# Got some cleaner onto hood of new aquarium



## destructo (Aug 12, 2009)

I recently got a 33 gal from a family member and needless to say they did not take care of it. I started to rinse off the lid in my bathtub, only to remember there was some CLR still soaking in the tub to clean it out. I rinsed the hood off the best I could to remove any traces of the stuff however....

I am wondering if I didn't get any of the CLR into the tank itself should I worry? 
I read the bottle and it stated that there is no ammonia, phosphates or bleach and that its bio degradable. 

Any ideas?


----------



## ameekplec. (May 1, 2008)

I don't know what's in CLR, but copoius rinising with clean water, and maybe running some prime or other water conditioner and carbon before running the tank just to absorb anything if you're really concerned.

Me, I'd just really rinse with water, and use a sponge to wipe clean to make sure there's no residues.


----------



## destructo (Aug 12, 2009)

Thanks for the quick reply 
I figured if I really rinsed it it off and wipe it down with a clean cloth that it should be fine, just with all the crap I have gone through with my 15 gal, I just hope I didnt screw it up ahaha


----------



## Calmer (Mar 9, 2008)

You should be okay if you rinsed the hood off.
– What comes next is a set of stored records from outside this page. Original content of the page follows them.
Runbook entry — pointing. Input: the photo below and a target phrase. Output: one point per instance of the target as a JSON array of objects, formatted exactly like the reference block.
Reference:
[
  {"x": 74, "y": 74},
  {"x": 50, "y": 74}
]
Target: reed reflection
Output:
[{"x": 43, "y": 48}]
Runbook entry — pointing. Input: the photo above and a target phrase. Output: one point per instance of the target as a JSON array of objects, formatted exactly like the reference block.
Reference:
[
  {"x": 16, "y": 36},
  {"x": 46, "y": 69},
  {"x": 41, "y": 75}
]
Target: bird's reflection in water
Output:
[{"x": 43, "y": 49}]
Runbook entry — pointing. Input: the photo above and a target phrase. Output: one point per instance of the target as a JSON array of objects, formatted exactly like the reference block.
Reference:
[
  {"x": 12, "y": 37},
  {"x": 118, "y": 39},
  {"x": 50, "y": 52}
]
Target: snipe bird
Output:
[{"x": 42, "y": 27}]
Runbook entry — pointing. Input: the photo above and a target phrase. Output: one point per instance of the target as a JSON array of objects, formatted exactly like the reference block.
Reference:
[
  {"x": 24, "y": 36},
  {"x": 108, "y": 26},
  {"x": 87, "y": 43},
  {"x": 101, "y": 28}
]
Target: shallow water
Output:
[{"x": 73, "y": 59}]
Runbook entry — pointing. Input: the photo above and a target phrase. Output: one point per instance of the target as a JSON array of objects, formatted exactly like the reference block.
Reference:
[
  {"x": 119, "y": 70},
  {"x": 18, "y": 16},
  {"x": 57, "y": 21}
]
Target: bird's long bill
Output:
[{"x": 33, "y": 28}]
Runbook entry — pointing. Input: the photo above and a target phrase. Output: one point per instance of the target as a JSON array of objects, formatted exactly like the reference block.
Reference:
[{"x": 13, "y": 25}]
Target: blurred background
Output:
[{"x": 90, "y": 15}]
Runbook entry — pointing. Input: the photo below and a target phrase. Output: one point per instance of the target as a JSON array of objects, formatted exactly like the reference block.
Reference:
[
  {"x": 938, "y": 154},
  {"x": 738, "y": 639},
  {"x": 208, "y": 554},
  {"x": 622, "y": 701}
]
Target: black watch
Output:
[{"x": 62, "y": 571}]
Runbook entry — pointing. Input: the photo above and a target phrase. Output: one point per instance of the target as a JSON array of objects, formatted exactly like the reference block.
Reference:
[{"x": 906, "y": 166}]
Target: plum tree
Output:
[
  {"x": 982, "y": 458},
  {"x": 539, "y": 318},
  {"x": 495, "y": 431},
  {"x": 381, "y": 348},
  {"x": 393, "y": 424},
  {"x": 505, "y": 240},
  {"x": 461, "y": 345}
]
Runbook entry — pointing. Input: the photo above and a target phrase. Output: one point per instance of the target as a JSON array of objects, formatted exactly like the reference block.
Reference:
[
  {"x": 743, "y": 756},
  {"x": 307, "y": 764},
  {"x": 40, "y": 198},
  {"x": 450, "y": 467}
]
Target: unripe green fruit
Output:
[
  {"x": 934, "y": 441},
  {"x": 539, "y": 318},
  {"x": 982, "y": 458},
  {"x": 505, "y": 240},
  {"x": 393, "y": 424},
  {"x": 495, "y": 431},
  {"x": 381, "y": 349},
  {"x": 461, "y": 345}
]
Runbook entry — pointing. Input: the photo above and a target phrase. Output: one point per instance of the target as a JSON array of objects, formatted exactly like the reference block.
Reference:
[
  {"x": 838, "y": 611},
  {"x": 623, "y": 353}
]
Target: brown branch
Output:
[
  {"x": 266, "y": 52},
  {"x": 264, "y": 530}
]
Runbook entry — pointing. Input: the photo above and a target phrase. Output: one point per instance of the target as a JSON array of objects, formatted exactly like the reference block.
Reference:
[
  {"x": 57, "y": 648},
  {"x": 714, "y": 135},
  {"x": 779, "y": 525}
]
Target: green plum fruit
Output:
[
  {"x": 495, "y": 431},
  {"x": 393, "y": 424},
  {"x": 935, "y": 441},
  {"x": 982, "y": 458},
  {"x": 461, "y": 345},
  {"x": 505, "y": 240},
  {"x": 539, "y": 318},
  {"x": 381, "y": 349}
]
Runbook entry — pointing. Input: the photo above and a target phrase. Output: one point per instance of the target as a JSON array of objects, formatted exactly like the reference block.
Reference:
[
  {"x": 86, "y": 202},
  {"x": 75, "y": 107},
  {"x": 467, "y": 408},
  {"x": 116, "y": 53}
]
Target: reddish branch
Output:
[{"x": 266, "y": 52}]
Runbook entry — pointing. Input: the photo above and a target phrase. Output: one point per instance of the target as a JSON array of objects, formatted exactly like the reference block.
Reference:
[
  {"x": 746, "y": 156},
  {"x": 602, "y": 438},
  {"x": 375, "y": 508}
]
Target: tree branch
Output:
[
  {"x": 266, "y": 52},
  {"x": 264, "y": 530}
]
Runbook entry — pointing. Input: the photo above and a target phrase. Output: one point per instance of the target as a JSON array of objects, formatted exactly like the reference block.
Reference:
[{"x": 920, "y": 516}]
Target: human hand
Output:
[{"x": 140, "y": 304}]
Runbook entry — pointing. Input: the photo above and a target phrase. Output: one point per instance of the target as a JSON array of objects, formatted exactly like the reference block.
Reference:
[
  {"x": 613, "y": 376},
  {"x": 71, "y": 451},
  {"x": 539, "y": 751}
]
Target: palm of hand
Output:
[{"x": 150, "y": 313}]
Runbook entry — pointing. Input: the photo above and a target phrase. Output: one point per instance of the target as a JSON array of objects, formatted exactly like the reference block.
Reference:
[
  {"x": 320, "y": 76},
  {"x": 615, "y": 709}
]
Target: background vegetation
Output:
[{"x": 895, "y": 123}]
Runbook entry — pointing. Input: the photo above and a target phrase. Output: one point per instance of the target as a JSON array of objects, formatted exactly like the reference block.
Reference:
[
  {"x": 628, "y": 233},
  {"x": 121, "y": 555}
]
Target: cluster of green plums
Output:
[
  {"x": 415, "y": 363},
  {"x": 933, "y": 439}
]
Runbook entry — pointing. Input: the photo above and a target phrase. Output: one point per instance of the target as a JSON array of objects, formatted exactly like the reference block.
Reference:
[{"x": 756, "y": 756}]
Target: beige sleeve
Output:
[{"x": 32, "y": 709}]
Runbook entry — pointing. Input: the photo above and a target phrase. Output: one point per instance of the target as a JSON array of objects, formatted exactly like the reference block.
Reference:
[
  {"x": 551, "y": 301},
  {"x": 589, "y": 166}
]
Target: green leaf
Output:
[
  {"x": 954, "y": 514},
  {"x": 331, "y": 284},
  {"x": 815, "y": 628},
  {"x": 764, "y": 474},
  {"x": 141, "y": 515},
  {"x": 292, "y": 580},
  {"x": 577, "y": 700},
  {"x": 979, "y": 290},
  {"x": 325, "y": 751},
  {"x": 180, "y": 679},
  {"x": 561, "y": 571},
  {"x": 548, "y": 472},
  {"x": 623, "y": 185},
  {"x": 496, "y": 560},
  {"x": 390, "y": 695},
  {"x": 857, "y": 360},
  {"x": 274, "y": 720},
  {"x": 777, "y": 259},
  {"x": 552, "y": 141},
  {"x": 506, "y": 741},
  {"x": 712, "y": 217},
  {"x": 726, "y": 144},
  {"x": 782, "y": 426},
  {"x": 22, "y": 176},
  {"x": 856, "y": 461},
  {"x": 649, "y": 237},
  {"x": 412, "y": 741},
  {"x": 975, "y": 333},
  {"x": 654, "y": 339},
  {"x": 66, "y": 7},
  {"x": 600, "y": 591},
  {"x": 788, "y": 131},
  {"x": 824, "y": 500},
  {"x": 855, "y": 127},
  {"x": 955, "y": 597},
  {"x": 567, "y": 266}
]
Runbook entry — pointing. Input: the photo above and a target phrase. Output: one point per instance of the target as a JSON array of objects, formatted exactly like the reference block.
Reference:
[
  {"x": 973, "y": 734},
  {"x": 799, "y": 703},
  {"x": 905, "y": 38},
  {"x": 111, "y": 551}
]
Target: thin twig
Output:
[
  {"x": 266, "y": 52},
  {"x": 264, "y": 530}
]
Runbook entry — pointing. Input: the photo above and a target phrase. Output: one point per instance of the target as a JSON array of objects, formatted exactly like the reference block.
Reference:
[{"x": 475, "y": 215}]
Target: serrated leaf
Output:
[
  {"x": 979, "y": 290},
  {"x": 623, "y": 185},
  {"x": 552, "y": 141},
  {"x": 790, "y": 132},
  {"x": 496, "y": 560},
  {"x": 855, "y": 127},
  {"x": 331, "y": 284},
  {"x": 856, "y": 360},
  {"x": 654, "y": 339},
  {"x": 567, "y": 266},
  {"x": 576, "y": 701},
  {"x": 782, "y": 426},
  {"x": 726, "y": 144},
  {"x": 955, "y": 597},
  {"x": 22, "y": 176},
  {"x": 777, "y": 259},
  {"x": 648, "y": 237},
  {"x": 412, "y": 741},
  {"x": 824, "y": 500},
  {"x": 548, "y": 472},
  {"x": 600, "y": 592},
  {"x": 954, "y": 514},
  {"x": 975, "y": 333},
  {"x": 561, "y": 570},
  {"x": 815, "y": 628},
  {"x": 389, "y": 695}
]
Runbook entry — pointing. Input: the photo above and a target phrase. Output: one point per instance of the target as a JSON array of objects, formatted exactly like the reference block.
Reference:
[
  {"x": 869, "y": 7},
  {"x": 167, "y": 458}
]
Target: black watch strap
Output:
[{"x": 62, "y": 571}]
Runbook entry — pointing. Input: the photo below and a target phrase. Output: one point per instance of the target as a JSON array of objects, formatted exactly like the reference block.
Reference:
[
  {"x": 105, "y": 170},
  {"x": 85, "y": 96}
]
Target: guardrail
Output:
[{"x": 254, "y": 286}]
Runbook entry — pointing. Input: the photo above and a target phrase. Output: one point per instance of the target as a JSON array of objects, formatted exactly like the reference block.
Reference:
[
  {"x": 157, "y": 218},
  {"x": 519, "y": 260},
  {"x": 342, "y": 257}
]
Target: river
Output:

The CLR MSDS sheet says that it is 81% - 89% diluted with water already in the container.
http://www.hescoinc.com/Msds/jelmar.html - Click the second link down.


----------



## destructo (Aug 12, 2009)

Calmer said:


> You should be okay if you rinsed the hood off. The CLR MSDS sheet says that it is 81% - 89% diluted with water already in the container.
> http://www.hescoinc.com/Msds/jelmar.html - Click the second link down.


Thanks for the reply 
Can't wait to start this bad boy up.


----------



## Calmer (Mar 9, 2008)

Your welcome 
Good luck with the new aquarium.


----------